Voilà pourquoi à long terme, le gouvernement du Canda ne peut tolérer que l’on offre des services gouvernementaux fédéraux inférieurs à ceux qui ont été planifiés ou qui sont établis, car tout le pays en paiera le prix. Manquer au devoir de la dualité linguistique, c’est revenir en arrière dans l’histoire canadienne, à la frustration du citoyen qui n’est pas desservi dans la langue de son choix et à la perte de confiance devant les instances gouvernementales.
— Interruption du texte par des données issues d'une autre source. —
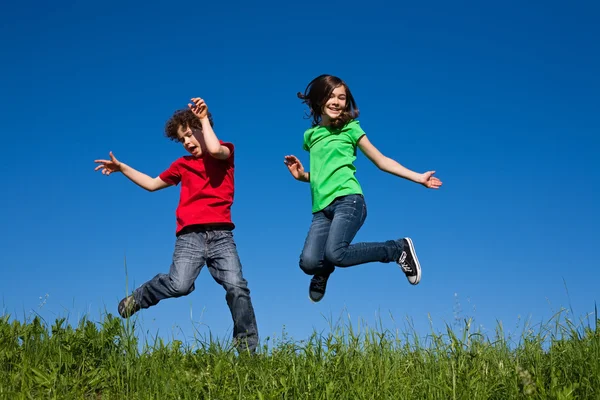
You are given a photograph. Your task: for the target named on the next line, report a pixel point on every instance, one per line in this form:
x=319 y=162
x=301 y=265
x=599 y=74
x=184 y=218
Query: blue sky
x=501 y=100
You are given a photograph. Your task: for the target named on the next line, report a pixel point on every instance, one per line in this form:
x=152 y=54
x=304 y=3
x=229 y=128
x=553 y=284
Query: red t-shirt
x=206 y=189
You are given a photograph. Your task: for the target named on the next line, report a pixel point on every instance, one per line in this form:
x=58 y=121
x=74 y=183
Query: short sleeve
x=354 y=130
x=230 y=146
x=171 y=175
x=306 y=143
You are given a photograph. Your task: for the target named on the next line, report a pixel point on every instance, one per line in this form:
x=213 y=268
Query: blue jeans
x=331 y=232
x=218 y=251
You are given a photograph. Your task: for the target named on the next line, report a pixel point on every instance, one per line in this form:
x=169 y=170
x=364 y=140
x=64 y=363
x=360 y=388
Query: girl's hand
x=198 y=107
x=430 y=181
x=108 y=166
x=296 y=168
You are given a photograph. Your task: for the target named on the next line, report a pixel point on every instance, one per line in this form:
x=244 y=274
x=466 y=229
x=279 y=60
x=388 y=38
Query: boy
x=204 y=226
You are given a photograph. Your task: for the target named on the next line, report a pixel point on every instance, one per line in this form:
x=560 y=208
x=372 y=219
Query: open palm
x=294 y=166
x=108 y=166
x=430 y=181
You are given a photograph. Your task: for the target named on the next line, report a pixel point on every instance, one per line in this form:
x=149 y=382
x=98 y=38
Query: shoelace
x=403 y=264
x=319 y=282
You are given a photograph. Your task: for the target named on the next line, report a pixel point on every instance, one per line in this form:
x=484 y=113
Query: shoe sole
x=314 y=301
x=413 y=253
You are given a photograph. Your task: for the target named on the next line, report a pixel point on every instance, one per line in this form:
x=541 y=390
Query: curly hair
x=317 y=93
x=184 y=118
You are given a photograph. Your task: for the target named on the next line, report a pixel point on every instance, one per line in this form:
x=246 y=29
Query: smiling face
x=189 y=140
x=330 y=101
x=335 y=105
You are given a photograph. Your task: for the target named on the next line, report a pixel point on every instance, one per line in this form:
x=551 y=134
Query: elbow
x=383 y=164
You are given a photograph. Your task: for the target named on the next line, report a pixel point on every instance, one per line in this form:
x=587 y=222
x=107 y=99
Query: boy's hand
x=108 y=166
x=430 y=181
x=198 y=107
x=296 y=168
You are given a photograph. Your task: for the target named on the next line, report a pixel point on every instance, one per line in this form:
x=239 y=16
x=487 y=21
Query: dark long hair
x=319 y=91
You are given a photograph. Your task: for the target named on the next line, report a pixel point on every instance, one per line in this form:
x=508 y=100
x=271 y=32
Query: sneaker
x=317 y=287
x=409 y=263
x=128 y=307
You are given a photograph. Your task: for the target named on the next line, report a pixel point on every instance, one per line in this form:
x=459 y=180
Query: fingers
x=290 y=159
x=197 y=105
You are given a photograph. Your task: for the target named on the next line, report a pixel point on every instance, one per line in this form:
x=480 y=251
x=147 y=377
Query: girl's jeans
x=331 y=232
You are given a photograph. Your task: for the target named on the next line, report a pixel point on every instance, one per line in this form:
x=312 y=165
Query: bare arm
x=142 y=180
x=213 y=146
x=393 y=167
x=296 y=168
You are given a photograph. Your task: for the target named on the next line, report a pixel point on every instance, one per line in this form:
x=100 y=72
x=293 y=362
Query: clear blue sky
x=501 y=100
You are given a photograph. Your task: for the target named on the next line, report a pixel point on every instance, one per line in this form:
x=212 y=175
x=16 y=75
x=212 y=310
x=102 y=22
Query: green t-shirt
x=332 y=154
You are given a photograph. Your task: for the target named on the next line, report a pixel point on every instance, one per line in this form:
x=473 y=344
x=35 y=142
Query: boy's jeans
x=216 y=249
x=331 y=232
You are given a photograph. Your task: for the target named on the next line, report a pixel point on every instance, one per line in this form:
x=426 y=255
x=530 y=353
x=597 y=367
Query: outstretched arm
x=296 y=168
x=142 y=180
x=393 y=167
x=213 y=146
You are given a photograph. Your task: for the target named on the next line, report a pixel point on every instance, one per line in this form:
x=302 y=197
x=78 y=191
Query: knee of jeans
x=336 y=256
x=181 y=288
x=310 y=265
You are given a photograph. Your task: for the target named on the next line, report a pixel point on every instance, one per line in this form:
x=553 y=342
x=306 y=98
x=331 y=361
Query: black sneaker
x=409 y=263
x=317 y=287
x=128 y=307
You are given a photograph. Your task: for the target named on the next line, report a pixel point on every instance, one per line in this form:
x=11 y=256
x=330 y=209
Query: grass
x=104 y=360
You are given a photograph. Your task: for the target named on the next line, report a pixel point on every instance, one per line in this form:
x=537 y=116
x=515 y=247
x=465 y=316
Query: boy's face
x=189 y=140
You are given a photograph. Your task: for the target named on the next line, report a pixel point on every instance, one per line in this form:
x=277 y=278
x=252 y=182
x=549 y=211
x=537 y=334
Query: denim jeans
x=218 y=251
x=332 y=230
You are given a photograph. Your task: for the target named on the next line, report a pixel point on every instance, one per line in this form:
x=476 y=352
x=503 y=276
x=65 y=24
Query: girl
x=338 y=205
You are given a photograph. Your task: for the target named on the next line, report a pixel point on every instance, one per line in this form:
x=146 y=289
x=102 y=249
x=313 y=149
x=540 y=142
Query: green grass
x=105 y=361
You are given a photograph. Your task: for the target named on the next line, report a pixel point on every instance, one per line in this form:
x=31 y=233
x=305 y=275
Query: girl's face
x=336 y=104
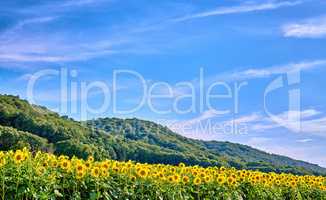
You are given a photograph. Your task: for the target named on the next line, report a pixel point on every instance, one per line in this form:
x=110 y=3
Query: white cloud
x=304 y=140
x=312 y=28
x=309 y=121
x=244 y=8
x=253 y=73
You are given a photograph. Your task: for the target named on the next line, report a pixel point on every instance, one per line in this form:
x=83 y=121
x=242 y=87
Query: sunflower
x=185 y=179
x=65 y=164
x=176 y=178
x=40 y=170
x=182 y=165
x=142 y=173
x=105 y=173
x=95 y=172
x=133 y=178
x=18 y=157
x=80 y=174
x=197 y=181
x=90 y=159
x=80 y=167
x=221 y=179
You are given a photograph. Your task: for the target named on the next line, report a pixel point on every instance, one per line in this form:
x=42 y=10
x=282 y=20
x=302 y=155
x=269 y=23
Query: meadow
x=26 y=175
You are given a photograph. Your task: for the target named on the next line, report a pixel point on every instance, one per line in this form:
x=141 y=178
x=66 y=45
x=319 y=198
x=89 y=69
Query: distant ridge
x=23 y=124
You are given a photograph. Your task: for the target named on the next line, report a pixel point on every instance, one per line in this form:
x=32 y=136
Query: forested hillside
x=35 y=127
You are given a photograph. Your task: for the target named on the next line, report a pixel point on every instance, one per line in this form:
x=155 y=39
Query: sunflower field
x=40 y=175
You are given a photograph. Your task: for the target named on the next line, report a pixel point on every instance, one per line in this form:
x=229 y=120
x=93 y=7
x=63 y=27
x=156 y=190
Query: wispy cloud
x=304 y=140
x=244 y=8
x=311 y=28
x=253 y=73
x=310 y=121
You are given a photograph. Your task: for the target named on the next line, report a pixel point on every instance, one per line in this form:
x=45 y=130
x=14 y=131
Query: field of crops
x=45 y=176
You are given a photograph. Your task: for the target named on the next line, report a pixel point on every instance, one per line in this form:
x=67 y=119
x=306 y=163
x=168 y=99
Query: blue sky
x=251 y=42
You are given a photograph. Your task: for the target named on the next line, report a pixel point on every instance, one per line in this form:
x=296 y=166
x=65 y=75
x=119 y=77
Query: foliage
x=46 y=176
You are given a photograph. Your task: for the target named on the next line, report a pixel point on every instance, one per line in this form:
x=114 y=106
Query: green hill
x=23 y=124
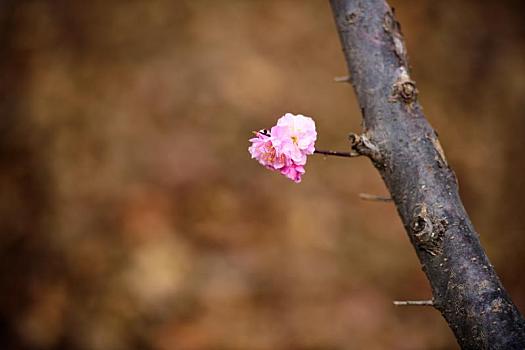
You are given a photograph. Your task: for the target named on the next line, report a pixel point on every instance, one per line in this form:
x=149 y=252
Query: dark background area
x=131 y=215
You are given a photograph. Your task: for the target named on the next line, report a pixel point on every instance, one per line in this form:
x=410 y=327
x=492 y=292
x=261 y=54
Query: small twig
x=414 y=303
x=343 y=79
x=373 y=197
x=337 y=153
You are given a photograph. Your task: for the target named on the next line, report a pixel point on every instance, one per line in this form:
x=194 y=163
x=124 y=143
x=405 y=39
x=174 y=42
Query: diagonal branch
x=465 y=287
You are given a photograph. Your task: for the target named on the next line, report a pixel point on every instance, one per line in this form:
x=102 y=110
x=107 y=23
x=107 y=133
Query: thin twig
x=414 y=303
x=337 y=153
x=373 y=197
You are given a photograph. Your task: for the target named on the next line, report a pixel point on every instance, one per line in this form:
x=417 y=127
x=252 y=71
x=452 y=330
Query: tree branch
x=465 y=287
Pour renforcer la dualité linguistique, il faut modifier la Loi sur les langues officielles et accorder au commissaire aux langues officielles des pouvoirs administratifs lui permettant d’obliger les administrateurs et les dirigeants politiques à respecter les droits linguistiques établis au niveau fédéral. Plusieurs s’y opposeront par crainte de perdre des pouvoirs ou d’être soumis à une « police linguistique ». Mais si nous voulons être vraiment conséquents avec les orientations canadiennes en matière de dualité linguistique et de respect des minorités de langue officielle, il est nécessaire d’agir immédiatement auprès des instances gouvernementales qui ne mettent pas en œuvre les principes de l’égalité des deux langues officielles du Canada.

Le rapport publié en juin par le Comité permanent des langues officielles des Communes sur la situation du Bureau de la traduction confirme la nécessité de donner à une autorité centrale le pouvoir d’assurer l’application de la Loi sur les langues officielles. Cette tâche pourrait être confiée au départ au Commissariat aux langues officielles.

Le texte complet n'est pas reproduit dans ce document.